O ministro Alexandre de Moraes, do Supremo Tribunal Federal (STF), negou nesta quinta-feira (1º/1) o pedido da defesa do ex-presidente Jair Bolsonaro (PL) para a concessão de prisão domiciliar em caráter humanitário. A decisão mantém o cumprimento da pena em regime fechado.
O pedido foi protocolado pela defesa na quarta-feira (31/12), sob a alegação de que a medida deveria ser concedida antes da alta hospitalar de Bolsonaro, internado no hospital DF Star, em Brasília. Segundo os advogados, o ex-presidente deveria receber alta na manhã desta quinta-feira.
Na decisão, Moraes afirmou que a defesa não apresentou fatos novos que justificassem a concessão da prisão domiciliar em relação aos pedidos anteriores, já analisados e negados pelo STF. O ministro destacou que os próprios laudos médicos indicam melhora no quadro clínico do ex-presidente após a realização de cirurgias eletivas.
“Não houve agravamento da situação de saúde de Jair Messias Bolsonaro, mas sim quadro clínico de melhora dos desconfortos que estava sentindo”, afirmou o ministro, com base nos relatórios apresentados pela equipe médica.

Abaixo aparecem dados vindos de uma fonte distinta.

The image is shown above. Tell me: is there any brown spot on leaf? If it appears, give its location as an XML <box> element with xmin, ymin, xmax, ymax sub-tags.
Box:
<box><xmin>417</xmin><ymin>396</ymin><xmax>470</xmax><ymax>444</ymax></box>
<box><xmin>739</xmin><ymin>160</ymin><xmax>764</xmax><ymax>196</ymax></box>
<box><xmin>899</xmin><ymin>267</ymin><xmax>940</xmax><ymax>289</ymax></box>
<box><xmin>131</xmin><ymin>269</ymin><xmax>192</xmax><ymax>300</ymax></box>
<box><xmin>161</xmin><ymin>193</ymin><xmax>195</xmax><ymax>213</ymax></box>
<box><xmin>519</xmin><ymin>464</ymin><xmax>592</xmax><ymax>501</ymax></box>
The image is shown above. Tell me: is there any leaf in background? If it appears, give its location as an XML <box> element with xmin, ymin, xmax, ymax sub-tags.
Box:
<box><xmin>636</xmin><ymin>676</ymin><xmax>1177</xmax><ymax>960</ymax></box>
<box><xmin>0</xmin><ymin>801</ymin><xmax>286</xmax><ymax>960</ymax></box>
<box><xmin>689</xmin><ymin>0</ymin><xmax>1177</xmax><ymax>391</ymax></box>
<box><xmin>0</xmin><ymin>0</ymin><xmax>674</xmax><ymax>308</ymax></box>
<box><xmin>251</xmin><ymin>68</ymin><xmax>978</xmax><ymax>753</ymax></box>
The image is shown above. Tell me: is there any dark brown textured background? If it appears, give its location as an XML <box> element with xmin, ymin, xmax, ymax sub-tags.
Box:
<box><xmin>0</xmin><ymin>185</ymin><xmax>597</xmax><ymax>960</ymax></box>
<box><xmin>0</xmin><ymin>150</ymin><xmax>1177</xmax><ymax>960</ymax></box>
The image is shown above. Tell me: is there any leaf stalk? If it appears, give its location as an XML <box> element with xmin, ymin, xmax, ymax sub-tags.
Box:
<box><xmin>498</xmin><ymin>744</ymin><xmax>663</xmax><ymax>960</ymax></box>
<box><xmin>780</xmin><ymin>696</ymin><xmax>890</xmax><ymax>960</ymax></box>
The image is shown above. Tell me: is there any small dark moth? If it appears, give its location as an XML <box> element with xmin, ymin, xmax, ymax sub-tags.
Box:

Moraes também ressaltou que todas as prescrições médicas citadas pela defesa podem ser cumpridas na Superintendência da Polícia Federal, local onde Bolsonaro está custodiado, uma vez que há acesso irrestrito de médicos 24 horas por dia.
No pedido, os advogados alegaram que as condições de saúde do ex-presidente poderiam ser agravadas com a manutenção do regime fechado e citaram precedentes, como a concessão de prisão domiciliar ao ex-presidente Fernando Collor, além da necessidade de cuidados especiais no período pós-operatório.
Este foi o terceiro pedido de prisão domiciliar apresentado pela defesa de Bolsonaro. O primeiro foi negado em 22 de novembro, e o segundo, em 19 de dezembro, ambos por decisão do ministro Alexandre de Moraes.
Cirurgia de emergência
O ex-presidente foi internado na quarta-feira (24/12) em um hospital de Brasília para passar por uma cirurgia para tratar de uma hérnia no dia de Natal (25/12). Ele está preso e recebeu autorização para passar pela intervenção médica pelo ministro Alexandre de Moraes.
Bolsonaro deixou a sede da Polícia Federal por volta das 9h30, para seguir ao hospital DF Star. A cirurgia eletiva de hérnia inguinal bilateral será a oitava do ex-mandatário, que terá a ex-primeira dama Michelle Bolsonaro como acompanhante.
Ele tem 70 anos está preso há 32 dias. O líder conservador cumpre pena superior a 27 anos de prisão por uma série de atos antidemocráticos.